Rolls-Royce elaborates on its SMR plans
Small modular reactors (SMRs) offer the UK socio-economic benefits that would last 100 years, said John Molyneux of Rolls-Royce, but today's government must make its mind up how it wants to proceed.
Rolls-Royce's director of technology and engineering, John Molyneux gave more details on Rolls-Royce's new reactor design and the next steps in its development when speaking to the European Young Nuclear Generation Forum event in Manchester, organised by the European Nuclear Society and the UK Nuclear Institute.
Still without a publicised name, Rolls-Royce's design is a pressurized water reactor in a close-coupled four-loop configuration. A team of about 150 people have been working on it for around two years. The first months were taken with major design decisions including the use of a light-water as coolant and moderator and to select the close-coupled arrangement of steam generators as opposed to integrating them into the reactor vessel, or adopting a more spread out design similar to today's large reactors. At 450 MWe the output is higher than other innovative designs, and actually outside the usual range considered to define the SMR market of up to 300 MWe.
Molyneux said, "I do not believe light water reactors have got to the end of their evolution" and it is not necessary to move beyond them to find improvements. "It's easy to get swept away with technology, and as an engineer I'd love to. But as an industry we have to look at economics. The challenge for the industry is how you get a 40% cut in the levelised cost of electricity, to get down to what gas is at."
To complement Rolls-Royce's team, a group of ten UK companies have been recruited over the last year, including operators, turbine island designers, civil engineers, researchers and engineering consultants. Molyneux said it was "difficult to reveal who they all are, but ten organisations." Their goal is "to succeed from day one and reduce the overall cost of the station."

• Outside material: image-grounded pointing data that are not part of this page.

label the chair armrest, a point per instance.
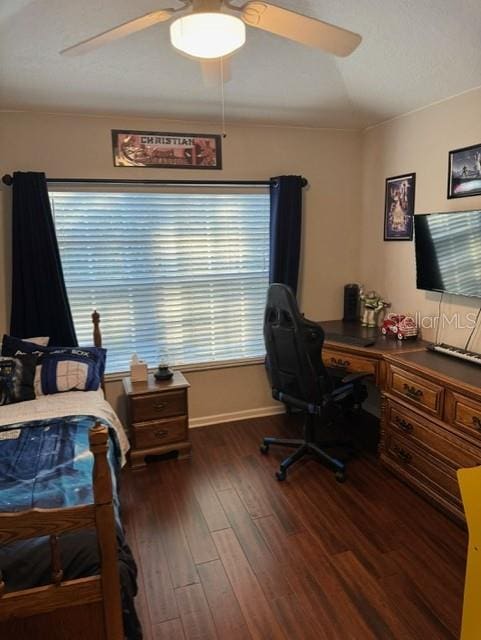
(355, 377)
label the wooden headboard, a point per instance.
(96, 332)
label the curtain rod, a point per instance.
(8, 180)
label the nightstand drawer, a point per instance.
(154, 434)
(159, 405)
(419, 392)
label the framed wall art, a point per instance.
(399, 207)
(166, 150)
(464, 172)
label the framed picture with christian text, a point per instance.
(166, 150)
(399, 207)
(464, 172)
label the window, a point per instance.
(181, 275)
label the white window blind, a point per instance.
(176, 275)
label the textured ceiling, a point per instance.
(413, 53)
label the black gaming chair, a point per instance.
(300, 380)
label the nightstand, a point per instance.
(158, 416)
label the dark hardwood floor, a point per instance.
(226, 552)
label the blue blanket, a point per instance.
(48, 464)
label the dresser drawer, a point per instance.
(463, 413)
(417, 391)
(161, 405)
(427, 471)
(155, 434)
(350, 363)
(438, 441)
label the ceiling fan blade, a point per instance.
(214, 71)
(122, 30)
(294, 26)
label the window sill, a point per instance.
(188, 368)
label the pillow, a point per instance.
(61, 369)
(17, 379)
(43, 341)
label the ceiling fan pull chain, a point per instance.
(224, 134)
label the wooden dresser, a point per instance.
(431, 423)
(158, 417)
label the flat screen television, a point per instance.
(448, 252)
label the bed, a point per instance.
(65, 568)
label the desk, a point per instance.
(355, 358)
(430, 410)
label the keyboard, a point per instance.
(354, 340)
(462, 354)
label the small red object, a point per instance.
(399, 325)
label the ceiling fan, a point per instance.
(211, 30)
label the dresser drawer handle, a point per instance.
(403, 455)
(337, 362)
(406, 426)
(412, 392)
(476, 420)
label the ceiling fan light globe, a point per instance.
(208, 35)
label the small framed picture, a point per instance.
(399, 207)
(464, 172)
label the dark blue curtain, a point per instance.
(285, 229)
(40, 304)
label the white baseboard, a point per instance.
(246, 414)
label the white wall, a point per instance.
(72, 146)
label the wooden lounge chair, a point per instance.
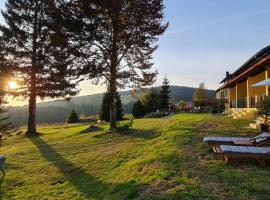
(2, 163)
(230, 152)
(260, 140)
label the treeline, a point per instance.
(85, 106)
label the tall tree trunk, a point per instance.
(113, 68)
(33, 90)
(32, 114)
(113, 120)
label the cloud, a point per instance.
(218, 21)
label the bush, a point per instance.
(125, 125)
(73, 117)
(105, 108)
(156, 115)
(263, 109)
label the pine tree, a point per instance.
(127, 34)
(105, 107)
(139, 110)
(151, 101)
(165, 94)
(37, 48)
(73, 117)
(199, 96)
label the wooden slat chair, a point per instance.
(260, 140)
(2, 163)
(230, 152)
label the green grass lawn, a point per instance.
(156, 159)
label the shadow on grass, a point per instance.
(91, 129)
(1, 181)
(86, 184)
(89, 186)
(138, 133)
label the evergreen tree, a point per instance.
(182, 105)
(127, 34)
(165, 94)
(199, 96)
(138, 110)
(151, 101)
(73, 117)
(37, 48)
(105, 107)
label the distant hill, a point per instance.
(57, 111)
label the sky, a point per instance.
(205, 39)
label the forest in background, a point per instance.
(58, 111)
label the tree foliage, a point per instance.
(121, 54)
(199, 96)
(105, 107)
(37, 49)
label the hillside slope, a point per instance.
(157, 159)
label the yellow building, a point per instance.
(237, 89)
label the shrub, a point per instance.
(263, 109)
(156, 115)
(73, 117)
(105, 108)
(125, 125)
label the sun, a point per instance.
(12, 85)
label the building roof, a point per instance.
(255, 62)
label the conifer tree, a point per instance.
(121, 54)
(199, 96)
(105, 107)
(37, 48)
(165, 94)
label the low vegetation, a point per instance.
(154, 159)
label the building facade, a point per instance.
(237, 89)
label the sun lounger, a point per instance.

Rolls-Royce is prepared to lead a national design consortium, and invest accordingly, said Molyneux, but the units "would have to sell, and sell internationally". Industry needs government support funding to get to the "critical design stage where the design becomes easily investable from a straight commercial perspective", he said. Having been on track to declare a strategy and select technologies for development funding, the UK SMR program stalled in the face of the Brexit vote a year ago, while uncertainty has continues even after last week's general election. "Government needs to decide whether it wants SMRs; if they do, what technology solution they are after."
For Rolls-Royce, the primary market would be the UK where up to about 7 GWe of small units could be deployed, probably at existing nuclear power sites. "The UK market is important," Molyneux said "but to really make them fly you have to look internationally so support from the UK government to international markets becomes really important" requiring further long-term political commitment. Molyneux said he expects strong competition from Chinese, Russian and US offerings to mean that Europe and the Middle East would be more likely sales targets for Rolls-Royce. According to a study by the UK National Nuclear Laboratory, those areas could see 4400 MWe and 5200 MWe of small units, respectively.
Should the UK succeed in becoming a reactor vendor again, the socio-economic benefits are enormous, said Molyneux. Up to 40,000 jobs could be created in the years 2030-2050 and a total benefit to the UK economy of GBP 188 billion ($239 billion) spread across a century.